Walking to class, I enter Faner Hall every M/W/F morning, and go past it in the afternoon. It is huge, only 3 stories high but 6 wings long. It has holes in it so students can go under it, not around. The outside is gray, pitted concrete that has never known a layer of paint, and some windows that look like marbleized iridescence. Water stains show from decades of rain, and I suppose from condensation on the parts under the bridge. Apart from the materials, it all looks very stilted and unnatural, with 'shelves' pointing out under every floor, and sharp edges at regular intervals, and odd angles, and a concrete ceiling when I'm outside.

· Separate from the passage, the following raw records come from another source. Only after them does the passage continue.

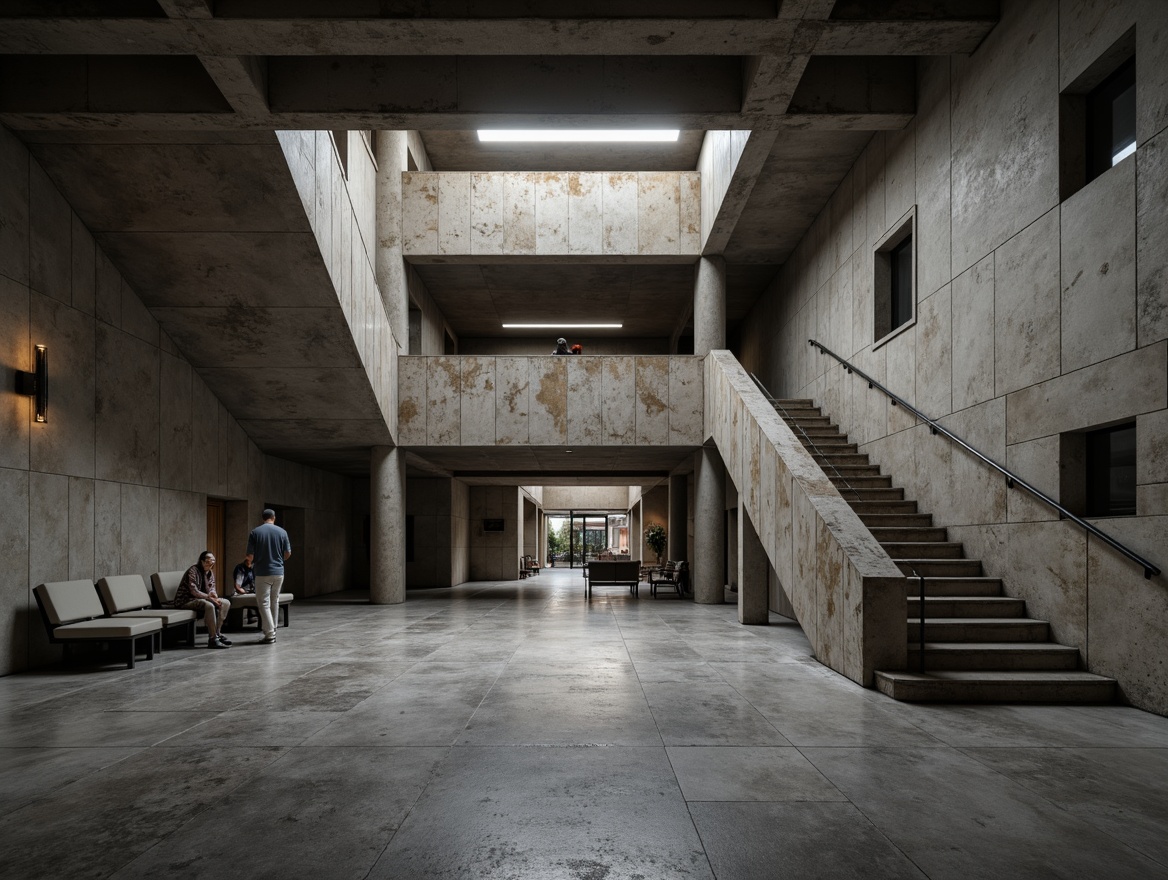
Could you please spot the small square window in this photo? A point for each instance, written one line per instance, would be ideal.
(894, 279)
(1097, 117)
(1111, 120)
(1111, 471)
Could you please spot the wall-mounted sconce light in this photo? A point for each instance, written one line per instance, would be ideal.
(36, 383)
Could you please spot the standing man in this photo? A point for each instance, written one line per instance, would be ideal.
(268, 547)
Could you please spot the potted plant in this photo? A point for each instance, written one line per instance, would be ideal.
(655, 538)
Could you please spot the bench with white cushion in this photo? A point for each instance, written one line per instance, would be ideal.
(166, 588)
(126, 596)
(73, 612)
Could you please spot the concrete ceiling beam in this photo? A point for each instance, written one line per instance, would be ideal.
(485, 36)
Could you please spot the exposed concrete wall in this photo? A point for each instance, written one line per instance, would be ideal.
(1034, 317)
(597, 345)
(848, 595)
(333, 213)
(585, 498)
(117, 480)
(653, 401)
(577, 214)
(494, 555)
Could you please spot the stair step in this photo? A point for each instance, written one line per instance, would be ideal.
(908, 533)
(840, 458)
(954, 607)
(940, 567)
(880, 518)
(995, 656)
(866, 480)
(993, 686)
(864, 508)
(875, 494)
(923, 549)
(980, 629)
(970, 587)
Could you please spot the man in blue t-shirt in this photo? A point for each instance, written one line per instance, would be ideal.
(268, 547)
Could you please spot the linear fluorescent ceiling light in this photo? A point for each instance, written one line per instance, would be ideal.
(563, 326)
(576, 136)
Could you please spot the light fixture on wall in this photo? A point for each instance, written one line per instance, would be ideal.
(36, 383)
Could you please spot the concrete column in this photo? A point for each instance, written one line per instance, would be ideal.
(387, 526)
(709, 527)
(753, 569)
(709, 305)
(391, 154)
(679, 512)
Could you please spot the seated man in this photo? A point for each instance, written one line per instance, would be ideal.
(244, 577)
(196, 591)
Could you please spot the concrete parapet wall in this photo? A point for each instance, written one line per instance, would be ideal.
(847, 593)
(588, 401)
(554, 214)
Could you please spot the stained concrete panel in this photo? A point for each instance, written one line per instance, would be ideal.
(127, 408)
(50, 234)
(934, 346)
(411, 407)
(48, 541)
(83, 267)
(15, 353)
(585, 400)
(549, 401)
(478, 401)
(1095, 395)
(454, 213)
(106, 528)
(585, 223)
(512, 401)
(973, 344)
(140, 531)
(619, 414)
(658, 214)
(487, 210)
(1027, 306)
(108, 295)
(15, 596)
(64, 443)
(1098, 269)
(519, 214)
(1005, 108)
(620, 213)
(443, 389)
(551, 200)
(14, 247)
(419, 212)
(1151, 237)
(81, 528)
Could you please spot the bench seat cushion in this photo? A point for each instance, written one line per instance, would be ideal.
(248, 600)
(109, 628)
(168, 616)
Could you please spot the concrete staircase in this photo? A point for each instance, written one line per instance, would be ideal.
(979, 644)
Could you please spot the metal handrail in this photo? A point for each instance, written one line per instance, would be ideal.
(1012, 479)
(783, 411)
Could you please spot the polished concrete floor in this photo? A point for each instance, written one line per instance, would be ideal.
(516, 730)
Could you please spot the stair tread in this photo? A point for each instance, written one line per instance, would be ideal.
(1003, 676)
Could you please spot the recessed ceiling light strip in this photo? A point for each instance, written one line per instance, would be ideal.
(577, 136)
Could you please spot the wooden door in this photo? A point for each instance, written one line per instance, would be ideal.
(216, 538)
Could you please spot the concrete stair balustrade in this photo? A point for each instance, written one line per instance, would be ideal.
(979, 644)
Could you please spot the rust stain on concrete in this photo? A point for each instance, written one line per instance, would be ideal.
(408, 410)
(554, 396)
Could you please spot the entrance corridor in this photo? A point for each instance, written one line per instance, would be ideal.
(516, 730)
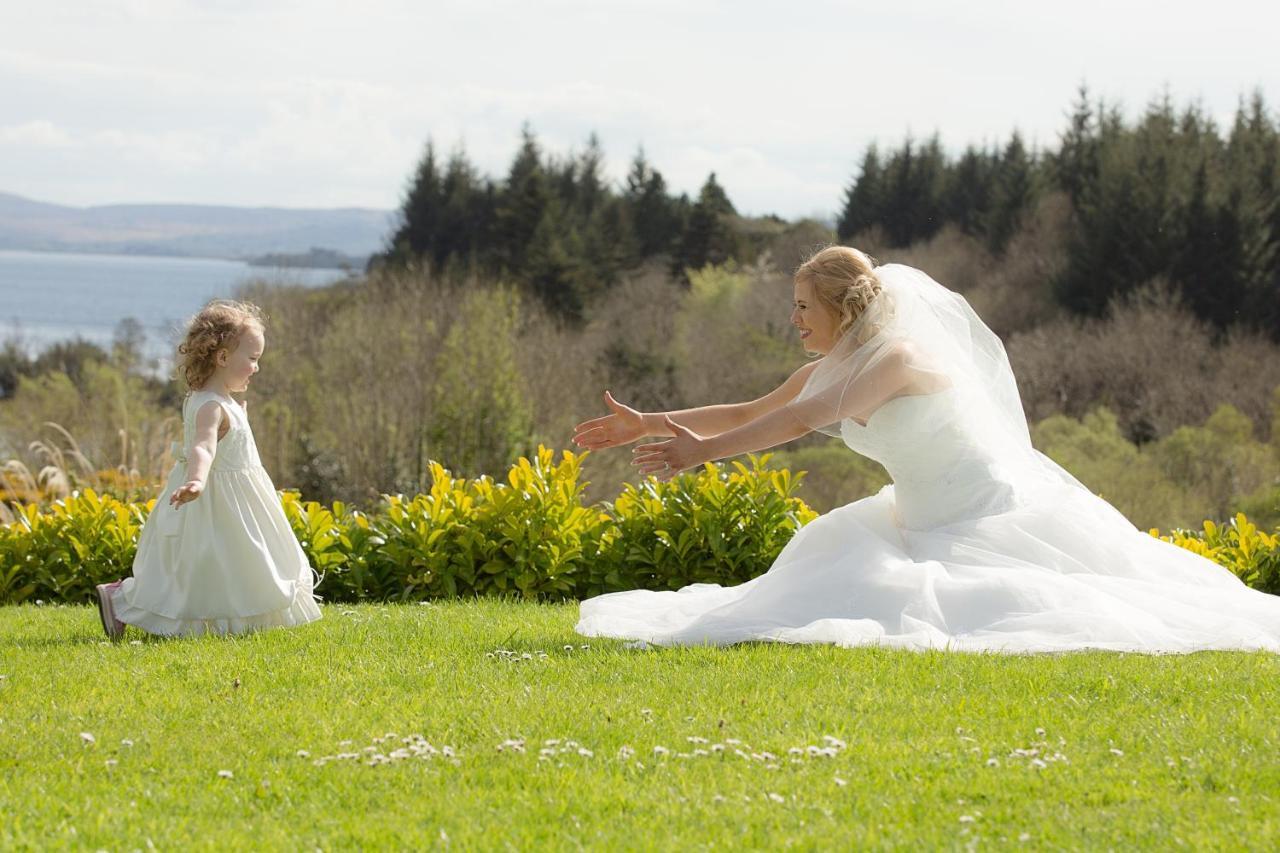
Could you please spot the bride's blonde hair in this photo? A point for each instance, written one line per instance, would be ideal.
(844, 281)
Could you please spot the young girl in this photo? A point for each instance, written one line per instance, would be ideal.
(219, 556)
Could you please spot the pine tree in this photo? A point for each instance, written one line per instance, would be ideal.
(864, 197)
(707, 237)
(420, 211)
(522, 205)
(652, 213)
(1014, 194)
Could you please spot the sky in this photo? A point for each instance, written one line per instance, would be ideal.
(328, 104)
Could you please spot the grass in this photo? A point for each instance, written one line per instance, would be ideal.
(1130, 751)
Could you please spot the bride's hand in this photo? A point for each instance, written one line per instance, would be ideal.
(622, 427)
(667, 459)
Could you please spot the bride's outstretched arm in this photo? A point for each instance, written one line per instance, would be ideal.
(625, 424)
(686, 448)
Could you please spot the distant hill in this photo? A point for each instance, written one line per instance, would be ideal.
(199, 231)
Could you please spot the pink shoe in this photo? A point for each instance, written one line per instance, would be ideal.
(113, 626)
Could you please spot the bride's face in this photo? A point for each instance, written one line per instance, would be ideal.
(817, 324)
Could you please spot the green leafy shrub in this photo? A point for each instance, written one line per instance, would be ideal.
(64, 551)
(1253, 555)
(718, 525)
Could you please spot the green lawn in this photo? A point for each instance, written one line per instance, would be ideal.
(949, 751)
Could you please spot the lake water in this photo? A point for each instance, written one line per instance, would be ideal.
(48, 297)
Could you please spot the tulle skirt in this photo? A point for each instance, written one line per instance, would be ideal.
(1063, 571)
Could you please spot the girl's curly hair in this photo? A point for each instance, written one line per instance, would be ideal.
(216, 327)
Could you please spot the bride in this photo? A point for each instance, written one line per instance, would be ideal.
(981, 542)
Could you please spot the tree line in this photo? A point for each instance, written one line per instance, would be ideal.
(1170, 196)
(556, 226)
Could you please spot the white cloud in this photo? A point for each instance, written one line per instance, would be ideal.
(300, 103)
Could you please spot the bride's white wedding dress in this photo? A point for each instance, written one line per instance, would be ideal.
(972, 548)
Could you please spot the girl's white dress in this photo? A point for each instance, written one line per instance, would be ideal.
(225, 562)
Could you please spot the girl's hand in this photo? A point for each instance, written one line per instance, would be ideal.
(622, 427)
(187, 492)
(672, 456)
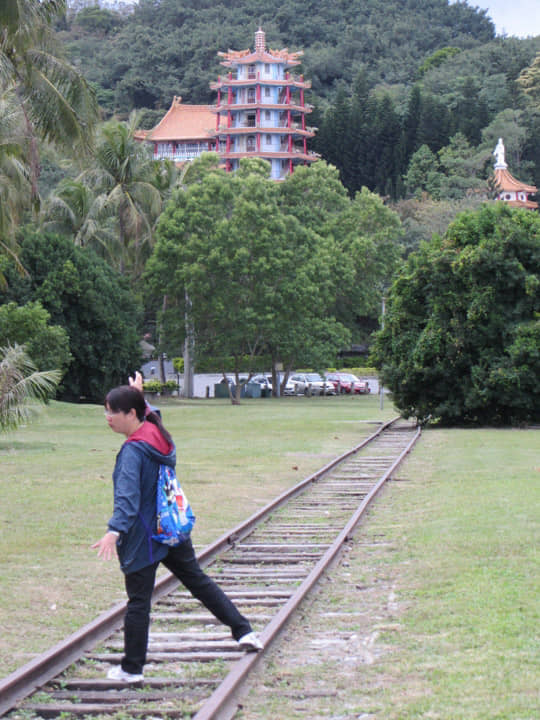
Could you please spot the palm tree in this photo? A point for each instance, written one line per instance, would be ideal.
(20, 384)
(130, 186)
(53, 101)
(72, 210)
(15, 188)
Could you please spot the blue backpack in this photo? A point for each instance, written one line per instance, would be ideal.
(175, 519)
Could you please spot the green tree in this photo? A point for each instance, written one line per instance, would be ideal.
(21, 386)
(362, 236)
(53, 101)
(423, 174)
(87, 298)
(29, 325)
(129, 187)
(458, 343)
(529, 82)
(247, 274)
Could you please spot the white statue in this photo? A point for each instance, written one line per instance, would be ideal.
(499, 155)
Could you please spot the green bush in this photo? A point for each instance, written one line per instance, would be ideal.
(152, 386)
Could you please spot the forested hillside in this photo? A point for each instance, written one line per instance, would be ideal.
(170, 47)
(409, 96)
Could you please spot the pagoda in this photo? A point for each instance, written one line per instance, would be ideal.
(260, 109)
(510, 190)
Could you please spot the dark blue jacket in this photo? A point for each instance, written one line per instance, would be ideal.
(134, 516)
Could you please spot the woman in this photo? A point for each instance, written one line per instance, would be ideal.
(135, 475)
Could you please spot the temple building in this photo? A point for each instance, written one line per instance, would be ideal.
(183, 133)
(260, 112)
(263, 104)
(510, 190)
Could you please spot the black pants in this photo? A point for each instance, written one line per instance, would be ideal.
(181, 561)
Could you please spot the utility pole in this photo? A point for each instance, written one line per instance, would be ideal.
(188, 351)
(381, 389)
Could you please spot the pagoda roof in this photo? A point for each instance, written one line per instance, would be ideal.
(249, 57)
(506, 181)
(183, 122)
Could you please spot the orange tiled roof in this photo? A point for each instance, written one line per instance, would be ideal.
(183, 122)
(247, 57)
(505, 181)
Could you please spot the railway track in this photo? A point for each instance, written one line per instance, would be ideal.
(267, 565)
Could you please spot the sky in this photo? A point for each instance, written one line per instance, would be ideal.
(512, 17)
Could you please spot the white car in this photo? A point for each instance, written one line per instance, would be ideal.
(265, 381)
(312, 382)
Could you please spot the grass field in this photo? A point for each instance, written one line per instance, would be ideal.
(442, 582)
(56, 495)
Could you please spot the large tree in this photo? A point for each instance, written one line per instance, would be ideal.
(87, 298)
(51, 98)
(117, 200)
(460, 339)
(361, 237)
(21, 386)
(249, 276)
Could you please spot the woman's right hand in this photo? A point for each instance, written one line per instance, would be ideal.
(137, 381)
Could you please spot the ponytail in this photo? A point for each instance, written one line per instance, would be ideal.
(126, 397)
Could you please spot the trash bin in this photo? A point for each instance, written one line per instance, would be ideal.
(221, 390)
(252, 390)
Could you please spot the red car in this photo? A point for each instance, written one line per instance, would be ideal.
(347, 383)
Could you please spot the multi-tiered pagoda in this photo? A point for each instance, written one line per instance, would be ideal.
(260, 109)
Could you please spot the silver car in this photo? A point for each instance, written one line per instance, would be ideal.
(312, 383)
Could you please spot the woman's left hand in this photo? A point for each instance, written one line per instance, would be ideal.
(106, 547)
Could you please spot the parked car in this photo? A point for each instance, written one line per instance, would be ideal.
(312, 382)
(348, 383)
(265, 381)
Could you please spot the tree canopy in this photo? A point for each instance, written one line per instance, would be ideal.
(461, 335)
(87, 298)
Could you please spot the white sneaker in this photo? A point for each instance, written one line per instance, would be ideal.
(117, 673)
(251, 642)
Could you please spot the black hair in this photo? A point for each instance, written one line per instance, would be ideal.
(125, 398)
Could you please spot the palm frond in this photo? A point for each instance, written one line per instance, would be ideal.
(20, 385)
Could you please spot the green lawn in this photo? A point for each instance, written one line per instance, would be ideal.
(446, 565)
(56, 495)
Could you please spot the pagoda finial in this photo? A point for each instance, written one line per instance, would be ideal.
(260, 40)
(500, 163)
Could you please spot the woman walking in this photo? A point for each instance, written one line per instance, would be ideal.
(130, 529)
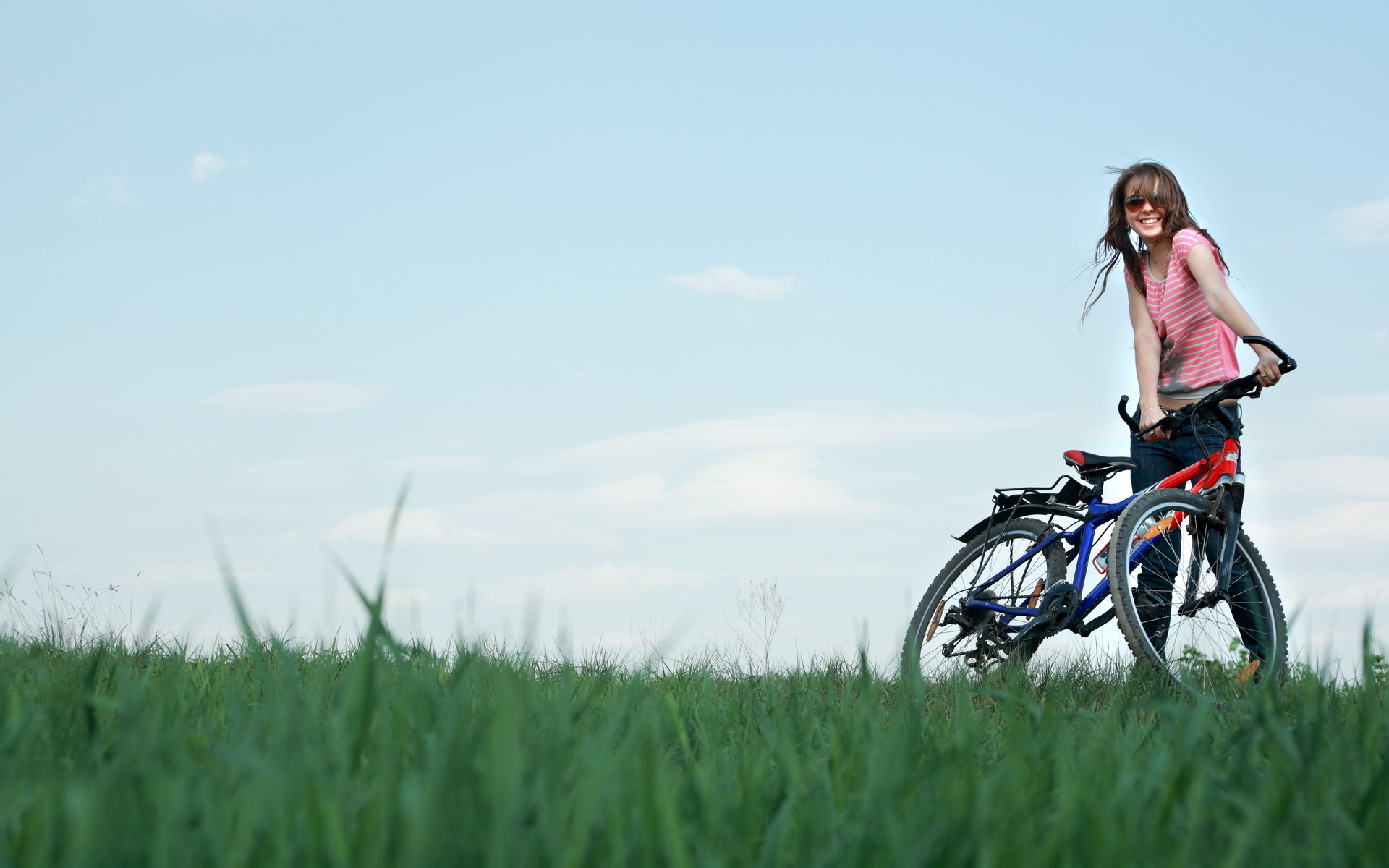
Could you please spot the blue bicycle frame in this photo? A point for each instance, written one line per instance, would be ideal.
(1082, 540)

It's no wonder some professors find it fugly. I try to find novelty everywhere, the most I can do for that eyesore is it's like a set for a post-apocalyptic movie. Michael Whelan's done some paintings with ugly, pitted concrete that have a beauty of their own: the shape, the lines, the skill such that you think you're looking at concrete, not canvas. Seriously, look up his painting 'Climber.' The building doesn't have nice lines or shapes at all, but it's nice to know where Whelan comes from when painting it.
When walking back from class today, as I headed towards the huge building, I thought mostly how alien it was next to the trees and grass and paths. I noticed some blocky sculpture off the path. They were just as much eyesore as most campus architecture. It was a set of pillars in strange angled shapes, with lines of rust and plenty of erosion. When I got close enough to read the plaque of the so called art, I brightened.
It read: "Here"
I get you old sculptor person. I get what you did. That's very neat.